The Home Office and its ‘spokesmen’ like to say that the compensation scheme, published on 3 April 2019, is ‘accessible, fair and generous’.  How could this be the case when only 143 claims have been paid out in total compared to 11,700 victims being given ‘some form of documentation’ by the Department since the scandal broke?  And why is the average compensation payment only £7,365?

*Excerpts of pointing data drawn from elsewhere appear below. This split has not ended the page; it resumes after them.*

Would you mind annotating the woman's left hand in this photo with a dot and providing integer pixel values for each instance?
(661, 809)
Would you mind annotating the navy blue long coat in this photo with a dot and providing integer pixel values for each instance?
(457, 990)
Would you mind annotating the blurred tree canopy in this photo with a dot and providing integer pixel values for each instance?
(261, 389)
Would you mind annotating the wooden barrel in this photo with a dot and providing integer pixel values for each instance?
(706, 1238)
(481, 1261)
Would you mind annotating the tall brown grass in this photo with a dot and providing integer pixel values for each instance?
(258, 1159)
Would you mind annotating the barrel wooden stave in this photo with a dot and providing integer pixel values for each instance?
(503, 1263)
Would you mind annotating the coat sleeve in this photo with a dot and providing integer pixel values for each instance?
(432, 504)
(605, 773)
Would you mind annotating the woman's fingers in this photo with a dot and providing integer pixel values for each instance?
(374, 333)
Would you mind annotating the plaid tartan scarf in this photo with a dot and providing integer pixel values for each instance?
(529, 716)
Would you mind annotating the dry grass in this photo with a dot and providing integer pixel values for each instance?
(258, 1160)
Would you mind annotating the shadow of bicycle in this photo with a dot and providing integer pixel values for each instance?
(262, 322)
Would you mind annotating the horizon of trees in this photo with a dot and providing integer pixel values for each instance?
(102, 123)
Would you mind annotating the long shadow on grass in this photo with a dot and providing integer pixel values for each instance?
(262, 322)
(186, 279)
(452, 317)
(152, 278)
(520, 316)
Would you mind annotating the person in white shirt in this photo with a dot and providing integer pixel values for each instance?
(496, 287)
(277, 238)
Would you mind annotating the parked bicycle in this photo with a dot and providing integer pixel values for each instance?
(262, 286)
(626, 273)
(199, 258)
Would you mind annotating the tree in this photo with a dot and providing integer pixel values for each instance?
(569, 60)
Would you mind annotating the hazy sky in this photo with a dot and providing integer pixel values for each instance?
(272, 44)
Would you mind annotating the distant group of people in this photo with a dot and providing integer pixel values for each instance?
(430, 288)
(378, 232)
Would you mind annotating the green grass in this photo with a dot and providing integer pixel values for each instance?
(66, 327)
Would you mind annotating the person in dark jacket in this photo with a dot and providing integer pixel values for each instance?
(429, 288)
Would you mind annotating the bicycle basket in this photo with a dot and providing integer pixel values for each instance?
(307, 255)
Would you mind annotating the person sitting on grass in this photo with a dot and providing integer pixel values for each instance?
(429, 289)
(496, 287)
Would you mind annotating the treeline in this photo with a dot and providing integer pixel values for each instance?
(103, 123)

Furthermore, why is it taking so long?  Victims like Paulette Wilson have died waiting for compensation.  Others have died after wrongful deportation, a practice that continues in 2020 despite accusations of human rights’ violations.   The only thing being reliably delivered just now is a long line of independent reports criticising Home Office performance, not least Wendy Williams’ Windrush Lessons Learned Review, which shines a spotlight on the Department’s cultural deficiencies and the need for urgent reform.  Sadly as the first Black Senior Civil Servant to work on policy at the Department I was urging such reform 20 years ago – and despite the passage of time nothing seems to have changed.

Put simply the Home Office needs to understand that Black Lives Matter. It needs to speed up and pay up under the Compensation Scheme.  I implore anyone who thinks they are eligible to apply.  It is the only game in town for victims to secure redress.  We must make it work for them.

The murder of George Floyd in the USA shone a spotlight on systemic racism and sparked global protests in 2020 and, rightly so, here in Great Britain.  We have parallels beyond the Windrush scandal.  Rashan Charles, a 20-year Black boy, who despite doing nothing wrong, was wrestled to the ground in East London in 2017 and held in a choke hold by a police officer until his body lay lifeless.  Disproportionate use of stop and search and use of force against Black people by the police continues, as do inequalities in the Criminal Justice System more generally, disproportionate rates of exclusion of Black boys from mainstream schools, housing inequalities, job and economic inequalities, health inequalities and so on.

BLM Outside Home Office

The disproportionate number of deaths in minority ethnic communities in Great Britain from COVID-19, whether key workers, such as bus drivers, was another wake-up call. Then came the shocker that hospital deaths per 100,000 among British people of a black Caribbean background were three times higher than the majority White British population.  This was yet another blow for the Windrush Generation and its descendants in 2020. To add insult to injury Windrush charities like Croydon African Caribbean Family Organisation UK, of which I am Chair, find ourselves delivering food parcels to elders in the wake of the COVID-19 pandemic which is crying shame given their life long contributions to wealth creation in Great Britain.

The Government needs to move on from endless reviews and reports to delivering outcomes that make a positive difference to Black British lives and the improvement of society in general.

To that end systemic racism must be challenged.  That is why, with a sense of irony, I was proud to take the knee with Black Lives Matter protesters outside Home Office HQ earlier this year and have spoken at BLM protests in Croydon, where I am a Local Councillor, and in Town Hall debates.  Black citizens, supported by those from all ethnic groups who ‘get it’, need to sustain the momentum of Black Lives Matter protests to ensure that the annus horribilis of 2020 is never again repeated for Windrushers or other Black citizens here or abroad.